Matteo Dragoni


2014

pdf
A Gold Standard for CLIR evaluation in the Organic Agriculture Domain
Alessio Bosca | Matteo Casu | Matteo Dragoni | Nikolaos Marianos
Proceedings of the Ninth International Conference on Language Resources and Evaluation (LREC'14)

We present a gold standard for the evaluation of Cross Language Information Retrieval systems in the domain of Organic Agriculture and AgroEcology. The presented resource is free to use for research purposes and it includes a collection of multilingual documents annotated with respect to a domain ontology, the ontology used for annotating the resources, a set of 48 queries in 12 languages and a gold standard with the correct resources for the proposed queries. The goal of this work consists in contributing to the research community with a resource for evaluating multilingual retrieval algorithms, with particular focus on domain adaptation strategies for “general purpose” multilingual information retrieval systems and on the effective exploitation of semantic annotations.
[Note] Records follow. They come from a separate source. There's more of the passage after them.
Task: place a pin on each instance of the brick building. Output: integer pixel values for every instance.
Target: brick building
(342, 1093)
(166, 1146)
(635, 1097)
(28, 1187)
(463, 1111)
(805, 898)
Domain adaptation is in fact an important activity for tuning the retrieval system, reducing the ambiguities and improving the precision of information retrieval. Domain ontologies constitute a diffuse practice for defining the conceptual space of a corpus and mapping resources to specific topics and in our lab we propose as well to investigate and evaluate the impact of this information in enhancing the retrieval of contents. An initial experiment is described, giving a baseline for further research with the proposed gold standard.